Tip of the Month: 10 Warning Signs of Potentially Problematic Clients
In October and November, I offered tips for attorneys who are considering opening their own law firms. One of the challenges all attorneys face is client development and relations, but this is especially true for those who open their own firms.
The success of a new firm depends on building a good client base. In the early stages of a new firm, many attorneys are too concerned about signing up new clients and often ignore warning signs. While it's nice to have business, problem clients can cause more harm than good.
During your initial consultation with the potential client, pay attention to the following red flags:
1. The potential client argues with you because he/she does not agree with your legal opinion.
2. The potential client appears to listen/take legal advice from a non-lawyer friend (or family member) and values this advice over your opinion.

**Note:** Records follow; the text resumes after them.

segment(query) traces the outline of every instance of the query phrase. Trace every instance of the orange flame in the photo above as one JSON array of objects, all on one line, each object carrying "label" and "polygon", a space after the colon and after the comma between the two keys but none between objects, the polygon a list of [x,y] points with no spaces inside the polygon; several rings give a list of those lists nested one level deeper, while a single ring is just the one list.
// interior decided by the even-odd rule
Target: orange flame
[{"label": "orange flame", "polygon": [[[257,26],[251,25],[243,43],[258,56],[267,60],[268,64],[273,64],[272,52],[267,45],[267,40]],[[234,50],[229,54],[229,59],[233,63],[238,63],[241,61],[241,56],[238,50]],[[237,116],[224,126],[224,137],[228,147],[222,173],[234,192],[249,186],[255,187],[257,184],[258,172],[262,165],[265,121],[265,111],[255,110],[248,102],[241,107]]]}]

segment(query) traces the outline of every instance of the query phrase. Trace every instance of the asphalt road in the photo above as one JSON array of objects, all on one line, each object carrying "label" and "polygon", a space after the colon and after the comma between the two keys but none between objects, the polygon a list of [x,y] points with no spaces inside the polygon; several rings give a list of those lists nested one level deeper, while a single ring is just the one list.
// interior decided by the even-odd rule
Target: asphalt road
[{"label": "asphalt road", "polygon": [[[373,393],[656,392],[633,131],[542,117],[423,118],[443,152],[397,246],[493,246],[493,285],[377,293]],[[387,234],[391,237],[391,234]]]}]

3. The potential client has a friend (or family member) who got $____ (fill in a large dollar amount!) for a similar case and, therefore, does not agree with your damages assessment.

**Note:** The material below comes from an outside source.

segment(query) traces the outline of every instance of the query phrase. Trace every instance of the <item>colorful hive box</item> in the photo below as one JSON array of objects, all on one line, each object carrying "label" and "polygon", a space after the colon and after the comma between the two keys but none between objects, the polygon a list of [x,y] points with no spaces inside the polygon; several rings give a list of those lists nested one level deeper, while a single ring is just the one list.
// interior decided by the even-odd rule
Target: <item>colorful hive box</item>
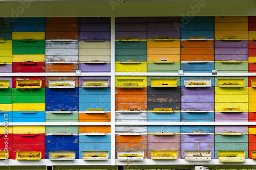
[{"label": "colorful hive box", "polygon": [[116,17],[115,39],[147,39],[146,17]]},{"label": "colorful hive box", "polygon": [[45,89],[12,89],[13,122],[45,122]]},{"label": "colorful hive box", "polygon": [[46,40],[46,63],[78,63],[78,40]]},{"label": "colorful hive box", "polygon": [[[79,41],[79,63],[110,63],[110,42]],[[99,67],[102,65],[99,65]]]},{"label": "colorful hive box", "polygon": [[212,16],[181,17],[181,38],[198,40],[214,38],[214,20]]},{"label": "colorful hive box", "polygon": [[45,18],[13,18],[12,31],[14,32],[44,32]]},{"label": "colorful hive box", "polygon": [[46,39],[78,39],[78,18],[46,18]]},{"label": "colorful hive box", "polygon": [[111,136],[80,135],[79,159],[87,160],[111,158]]},{"label": "colorful hive box", "polygon": [[146,110],[146,77],[116,76],[116,111]]},{"label": "colorful hive box", "polygon": [[79,40],[110,41],[110,17],[80,17]]},{"label": "colorful hive box", "polygon": [[210,161],[214,158],[214,135],[182,134],[182,158],[188,161]]},{"label": "colorful hive box", "polygon": [[46,111],[78,111],[78,88],[46,88]]},{"label": "colorful hive box", "polygon": [[148,135],[147,158],[177,159],[181,158],[180,134]]},{"label": "colorful hive box", "polygon": [[[12,127],[0,127],[0,159],[5,159],[6,157],[12,159]],[[6,144],[7,147],[6,146]]]},{"label": "colorful hive box", "polygon": [[[1,26],[1,25],[0,25]],[[12,41],[0,40],[0,64],[12,63]]]},{"label": "colorful hive box", "polygon": [[247,16],[216,16],[215,40],[247,40]]},{"label": "colorful hive box", "polygon": [[150,17],[147,20],[147,38],[155,40],[180,39],[180,18]]},{"label": "colorful hive box", "polygon": [[12,18],[0,18],[0,39],[1,40],[12,40]]},{"label": "colorful hive box", "polygon": [[78,135],[46,136],[46,159],[52,160],[78,159]]},{"label": "colorful hive box", "polygon": [[12,130],[13,159],[45,158],[45,127],[14,126]]},{"label": "colorful hive box", "polygon": [[181,41],[181,61],[183,63],[212,62],[214,41]]}]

4. The potential client conducts his/her own legal research on Google.
5. The potential client has gone through two or more attorneys in the current matter.
6. The potential client insults you or repeatedly questions your skill level and competence during the initial meeting.
7. The potential client wants to help with legal research (or any other task) in order to reduce legal fees.
8. The potential client talks about "getting even" with the opposing party and how he/she is "going to make them pay."
9. After the initial consultation, you discover that the potential client was not 100% truthful with you.
10. The potential client is difficult to contact and/or does not return telephone calls or e-mails.
Not all potential clients who raise one of these red flags turn out to be problem clients. However, if you notice more than one of these red flags in an initial consultation or telephone call, you should seriously weigh the risks and benefits of representing the person.